De esto hace ya unos meses y desde entonces no he podido pegar ojo. Sus monólogos, porque que se sepa que yo me niego a contestarle, son largos y farragosos, repetitivos y decadentes, poco originales, como sus ropas que, por cierto, no se cambia nunca. Su voz retumba de tal forma en mi cabeza que no alcanzo a entender cómo es que nadie más llega a oírla. Ya lo he intentado todo para desembarazarme de él, pero sin resultado alguno. He probado a dormir de día y vivir la noche, pero es aun peor porque me acompaña siempre allá donde vaya haciendo comentarios obscenos de malísimo gusto y de peor estilo, y tratando de resultar ingenioso con chistes que harían las delicias del peor Breton. Más bien rellenito, con cara de diablillo descuidado, moreno, siempre erguido en el porte, unos días simulando su cojera de siempre con un pie, otros días con el otro, y siempre recordándome que todos tenemos que morir. Es insoportable.
A veces, herido en un íntimo orgullo, bien por mi frialdad, bien por mis insultos, me convence de que todo ha sido producto de mi imaginación y desaparece de mi vida para siempre, como hizo el capitán Gregg en la película, pero se ve que su vida en el más allá tampoco es demasiado interesante y siempre vuelve a los pocos días haciendo como si nada hubiera ocurrido o, lo que es aun más sangrante, diciéndome que me perdona. Sí, decididamente debe ser uno de mis ancestros.

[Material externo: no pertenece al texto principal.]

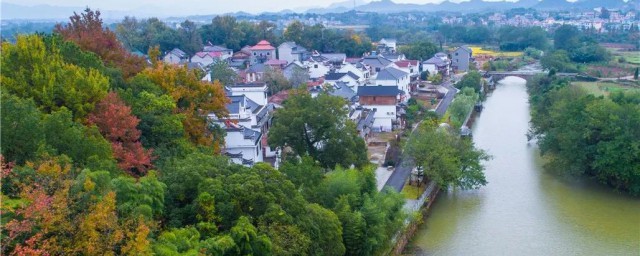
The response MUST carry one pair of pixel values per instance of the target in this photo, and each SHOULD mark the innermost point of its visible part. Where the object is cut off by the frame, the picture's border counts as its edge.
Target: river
(525, 210)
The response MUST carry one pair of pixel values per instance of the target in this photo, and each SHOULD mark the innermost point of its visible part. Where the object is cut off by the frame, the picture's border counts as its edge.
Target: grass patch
(479, 50)
(631, 57)
(412, 192)
(604, 88)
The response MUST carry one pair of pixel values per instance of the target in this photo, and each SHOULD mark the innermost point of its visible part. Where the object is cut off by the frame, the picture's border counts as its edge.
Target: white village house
(175, 56)
(392, 76)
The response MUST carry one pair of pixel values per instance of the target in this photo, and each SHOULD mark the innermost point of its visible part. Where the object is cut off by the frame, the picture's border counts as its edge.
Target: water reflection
(525, 210)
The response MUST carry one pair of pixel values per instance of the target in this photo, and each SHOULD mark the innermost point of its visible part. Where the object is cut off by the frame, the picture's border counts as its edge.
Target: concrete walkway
(382, 175)
(403, 169)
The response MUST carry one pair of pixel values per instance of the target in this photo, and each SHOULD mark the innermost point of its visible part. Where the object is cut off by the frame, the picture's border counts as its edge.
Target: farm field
(631, 57)
(604, 88)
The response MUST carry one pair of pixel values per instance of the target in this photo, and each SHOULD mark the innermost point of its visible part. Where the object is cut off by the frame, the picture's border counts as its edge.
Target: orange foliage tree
(49, 221)
(194, 99)
(86, 30)
(118, 125)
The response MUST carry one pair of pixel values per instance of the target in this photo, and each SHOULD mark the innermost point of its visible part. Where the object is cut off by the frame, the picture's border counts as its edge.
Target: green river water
(525, 210)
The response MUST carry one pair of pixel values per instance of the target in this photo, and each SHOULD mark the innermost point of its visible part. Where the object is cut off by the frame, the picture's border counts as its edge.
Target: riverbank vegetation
(582, 134)
(102, 155)
(576, 51)
(441, 155)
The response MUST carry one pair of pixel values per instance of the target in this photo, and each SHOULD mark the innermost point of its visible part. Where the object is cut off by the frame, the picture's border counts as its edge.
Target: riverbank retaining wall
(423, 205)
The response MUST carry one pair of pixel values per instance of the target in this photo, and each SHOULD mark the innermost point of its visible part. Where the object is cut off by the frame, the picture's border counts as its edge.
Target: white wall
(206, 61)
(316, 69)
(431, 68)
(350, 67)
(402, 84)
(383, 117)
(236, 143)
(171, 59)
(257, 94)
(284, 53)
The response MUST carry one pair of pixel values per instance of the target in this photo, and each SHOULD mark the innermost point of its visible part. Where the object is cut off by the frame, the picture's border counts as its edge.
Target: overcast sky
(180, 7)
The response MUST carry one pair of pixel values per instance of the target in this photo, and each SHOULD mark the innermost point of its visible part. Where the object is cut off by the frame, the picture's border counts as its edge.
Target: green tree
(247, 239)
(446, 158)
(142, 197)
(29, 70)
(566, 37)
(221, 71)
(420, 50)
(294, 32)
(22, 118)
(275, 80)
(324, 229)
(318, 127)
(183, 241)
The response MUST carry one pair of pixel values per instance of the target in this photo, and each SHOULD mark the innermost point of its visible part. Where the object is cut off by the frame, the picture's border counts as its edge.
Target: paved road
(442, 108)
(404, 167)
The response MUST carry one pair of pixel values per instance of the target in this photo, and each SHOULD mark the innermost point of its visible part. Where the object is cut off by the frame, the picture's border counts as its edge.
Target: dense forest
(104, 153)
(584, 135)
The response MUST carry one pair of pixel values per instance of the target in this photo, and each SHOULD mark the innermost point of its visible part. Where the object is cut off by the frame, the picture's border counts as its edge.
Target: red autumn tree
(118, 125)
(86, 30)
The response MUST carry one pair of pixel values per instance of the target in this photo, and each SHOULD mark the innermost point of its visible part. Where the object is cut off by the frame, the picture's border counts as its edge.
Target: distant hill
(388, 6)
(38, 12)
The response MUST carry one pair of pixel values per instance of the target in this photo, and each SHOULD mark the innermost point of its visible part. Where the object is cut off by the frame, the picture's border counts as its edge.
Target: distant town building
(175, 56)
(461, 58)
(262, 52)
(290, 52)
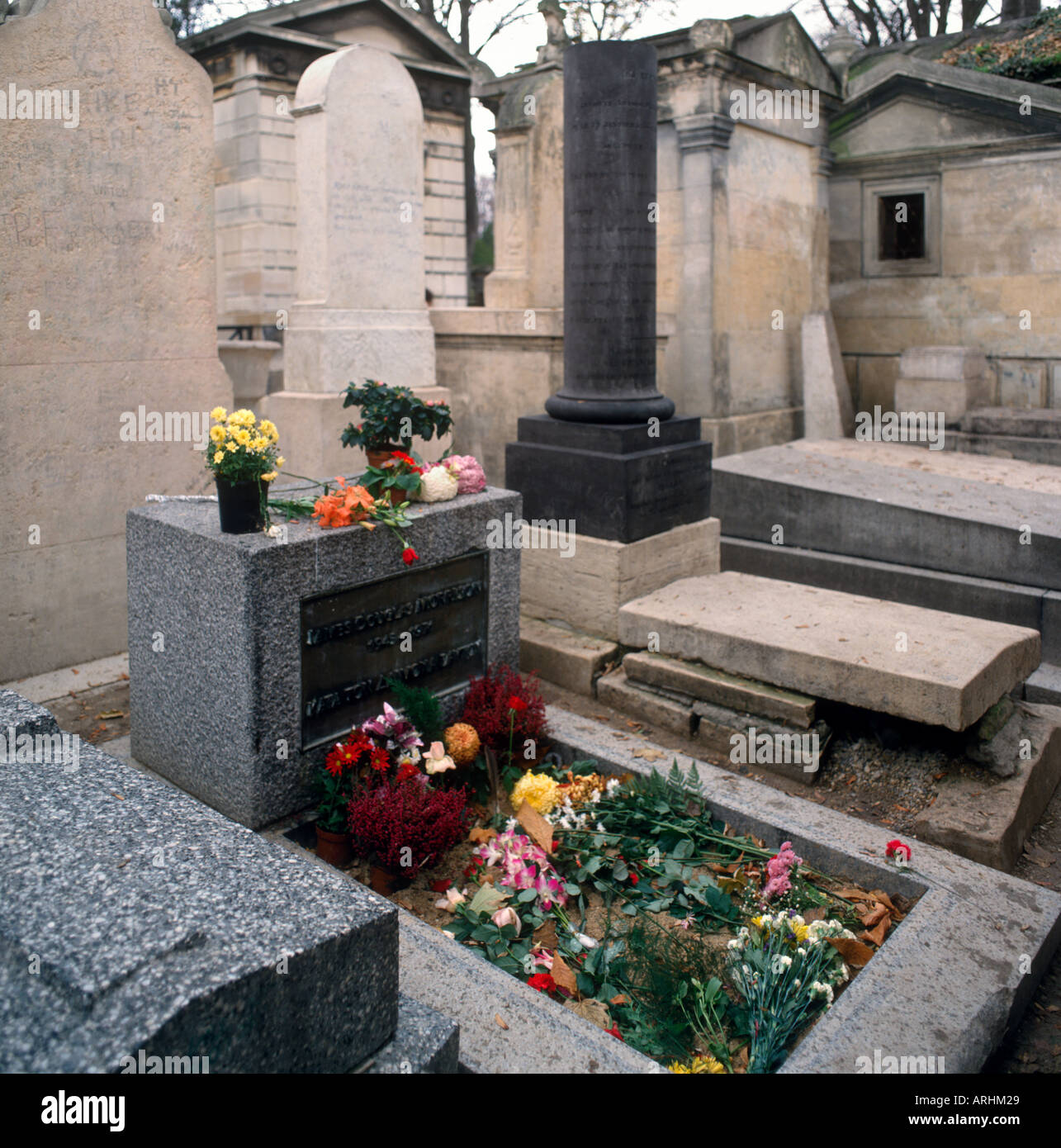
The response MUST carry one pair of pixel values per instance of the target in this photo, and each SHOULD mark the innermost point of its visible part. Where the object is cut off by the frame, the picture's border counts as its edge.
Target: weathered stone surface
(564, 656)
(953, 975)
(587, 589)
(107, 264)
(650, 705)
(746, 739)
(943, 363)
(706, 685)
(990, 822)
(361, 310)
(1005, 420)
(827, 408)
(837, 645)
(135, 918)
(228, 609)
(935, 510)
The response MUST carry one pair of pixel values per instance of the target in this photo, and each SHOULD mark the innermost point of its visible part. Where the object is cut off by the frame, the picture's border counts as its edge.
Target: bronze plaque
(426, 627)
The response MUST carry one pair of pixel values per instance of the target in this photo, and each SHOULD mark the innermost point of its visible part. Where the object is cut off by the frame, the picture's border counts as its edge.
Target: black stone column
(609, 453)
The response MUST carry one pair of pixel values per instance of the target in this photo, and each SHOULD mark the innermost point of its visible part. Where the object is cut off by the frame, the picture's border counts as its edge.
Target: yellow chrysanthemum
(699, 1065)
(538, 790)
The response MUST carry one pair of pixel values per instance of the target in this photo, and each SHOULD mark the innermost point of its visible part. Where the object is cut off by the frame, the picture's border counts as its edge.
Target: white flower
(438, 485)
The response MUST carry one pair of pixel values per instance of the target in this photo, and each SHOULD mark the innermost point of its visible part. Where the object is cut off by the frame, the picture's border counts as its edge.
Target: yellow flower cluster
(699, 1065)
(538, 791)
(241, 429)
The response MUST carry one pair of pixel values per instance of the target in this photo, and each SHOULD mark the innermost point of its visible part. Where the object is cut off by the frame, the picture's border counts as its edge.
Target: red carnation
(897, 850)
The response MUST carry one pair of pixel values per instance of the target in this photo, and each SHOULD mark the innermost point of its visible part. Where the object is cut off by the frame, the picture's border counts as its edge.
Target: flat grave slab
(836, 645)
(946, 983)
(896, 503)
(135, 918)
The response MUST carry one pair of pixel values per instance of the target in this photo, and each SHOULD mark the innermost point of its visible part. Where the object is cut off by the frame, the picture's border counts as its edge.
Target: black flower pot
(241, 505)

Mi familia sospecha algo. Claro que no les voy a ir con historias de fantasmitas a mis años. Hasta ahí podíamos llegar. Pero noto en sus miradas, en la forma de tratarme, un cierto fingimiento cómplice, como si supieran pero callaran. Ya ni los perros de mi hermana me ladran como antes y se niegan a entrar en mi habitación, y eso, que por otra parte no deja de ser un deseo que yo albergaba más o menos oculto desde que empezó a recogerlos, ahora me duele. Pero lo que más me molesta es cuando el fantasma se da aires de escritor de culto, con aureola de malditismo incluida, más allá del bien y del mal, y va dejando la casa sembrada de papeles por todas partes. Yo no sé cómo va a acabar esto. Esta mañana he encontrado este texto en mi mesilla y yo no recuerdo haberlo escrito. De momento ya he prometido no volver a pisar una sala de cine. Nunca más.